Bamboo sharks are slender, long-tailed sharks that live in shallow waters in the Indo-Pacific Ocean. They are slow-moving, bottom-dwelling sharks and are often found in large aquaria, both private and commercial.
Scientific & Common Names
Genus: Chiloscyllium and Hemiscyllium
Common Names: Bamboo Sharks (both genera, but mostly Chiloscyllium), Longtail Carpet Sharks, Epaulette Sharks (genus Hemiscyllium)
Bamboo sharks of the family Hemiscylliidae are divided into two genera. Both are long and slender, with long tails and cylindrical bodies. The main difference involves their fins: Chiloscyllium sharks feature thinner, less muscular pectoral and pelvic fins, while those of Hemiscyllium are thicker and more heavily muscled.
These fish often have long tails, which can in some species be longer than the length of the rest of their bodies. Juveniles, especially those of Chiloscyllium, often feature dark prominent bands of color along the body. The sharks of Hemiscyllium are sometimes called “epaulette sharks” due to dark blotches on their shoulders resembling epaulettes.
Bamboo sharks are oviparous, meaning they lay eggs. In many species, little is known about their reproduction, but those that do well in captivity are more well understood.
The whitespotted bamboo shark, for example, lays eggs that hatch after about 15 weeks, and the young are about six inches in length at birth. Additionally, it was reported in 2002 that a whitespotted bamboo shark at the Belle Isle Aquarium in Detroit, Michigan, was able to hatch eggs without any fertilization.

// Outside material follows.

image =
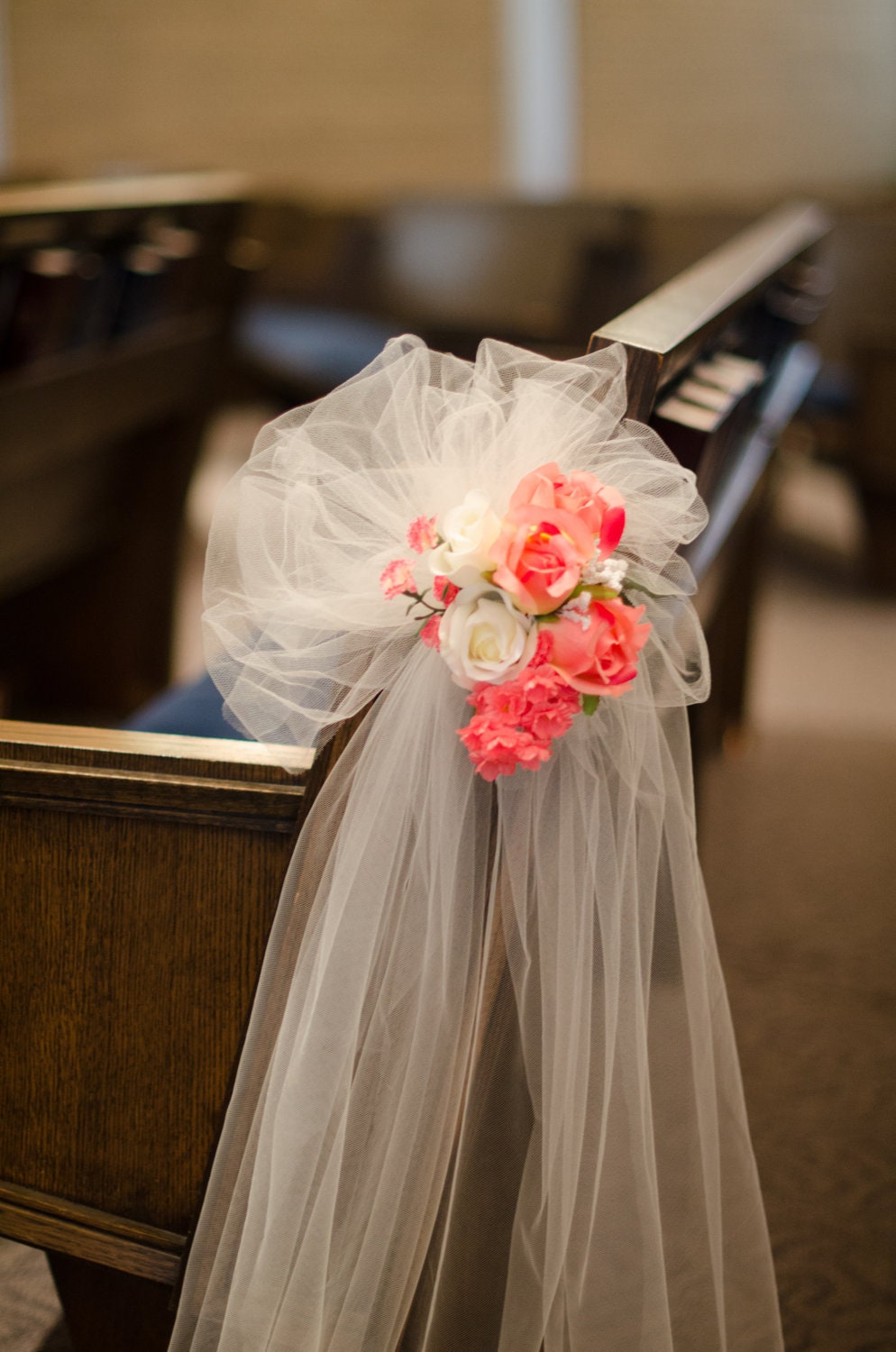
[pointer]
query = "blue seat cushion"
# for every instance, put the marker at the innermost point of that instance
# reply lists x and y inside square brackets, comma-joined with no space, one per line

This means the shark may have experienced parthenogenesis, which is a process of reproduction without fertilization. However, it is also possible that the shark in question may have featured both male and female reproductive organs. A second potential example of parthenogenesis was observed in a bamboo shark at a British zoo in 2016.

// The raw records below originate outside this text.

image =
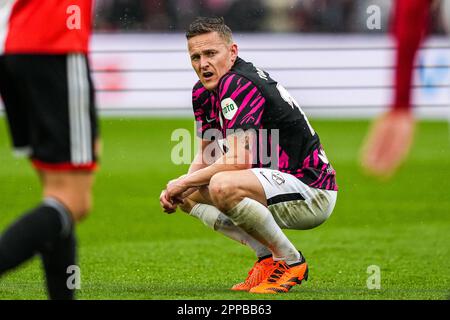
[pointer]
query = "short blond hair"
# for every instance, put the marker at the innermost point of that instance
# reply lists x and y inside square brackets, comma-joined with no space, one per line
[202,25]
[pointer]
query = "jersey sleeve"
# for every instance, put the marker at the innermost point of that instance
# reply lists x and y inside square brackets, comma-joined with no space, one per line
[202,103]
[241,103]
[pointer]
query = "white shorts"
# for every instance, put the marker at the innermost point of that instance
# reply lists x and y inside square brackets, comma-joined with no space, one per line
[293,204]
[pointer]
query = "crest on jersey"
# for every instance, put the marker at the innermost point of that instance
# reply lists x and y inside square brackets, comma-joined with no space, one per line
[229,108]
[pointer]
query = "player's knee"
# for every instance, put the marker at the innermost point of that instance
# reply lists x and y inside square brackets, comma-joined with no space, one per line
[79,205]
[82,209]
[187,205]
[223,190]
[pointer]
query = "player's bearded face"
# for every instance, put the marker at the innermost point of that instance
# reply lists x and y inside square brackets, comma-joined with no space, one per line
[211,57]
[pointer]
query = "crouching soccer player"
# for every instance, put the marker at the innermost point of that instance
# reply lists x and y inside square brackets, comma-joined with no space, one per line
[234,194]
[49,101]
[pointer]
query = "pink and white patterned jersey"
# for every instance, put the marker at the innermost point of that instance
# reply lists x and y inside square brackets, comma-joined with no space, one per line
[248,98]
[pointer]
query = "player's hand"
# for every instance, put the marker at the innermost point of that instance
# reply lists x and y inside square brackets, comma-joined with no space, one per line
[177,190]
[165,202]
[388,143]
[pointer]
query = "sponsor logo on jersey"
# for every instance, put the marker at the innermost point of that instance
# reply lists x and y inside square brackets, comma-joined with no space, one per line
[229,108]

Bamboo sharks are bottom-dwellers who scour the sea bed searching for prey, which includes invertebrates and fish. Their behavior is poorly understood in many species, though it is believed that juveniles may prefer a different habitat than adults do to their strong differences in coloration. The dark bands found on many young bamboo sharks may indicate a type of camouflage protection from predators.

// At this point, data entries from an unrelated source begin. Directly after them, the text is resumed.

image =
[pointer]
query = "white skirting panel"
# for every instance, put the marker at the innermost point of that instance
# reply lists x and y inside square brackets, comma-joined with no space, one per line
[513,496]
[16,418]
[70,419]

Bamboo sharks are often found in tidepools, or near coral and rocky areas. Therefore they are a commonly seen fish in home and commercial aquaria, as they are relatively accustomed to smaller and more confined spaces. They also tend to be small, even in adulthood, and can accommodate temperatures similar to those of other common aquarium fish. Because of this, they are a popular fish in captivity.
There are many species of bamboo shark, and most of them are not well known enough to establish population data. However, there are a few species that are known to be Near Threatened or Vulnerable according to the IUCN (International Union for the Conservation of Nature).
Like most ocean species, these sharks are vulnerable to changing temperatures and increasing ocean acidity that is resulting from climate change.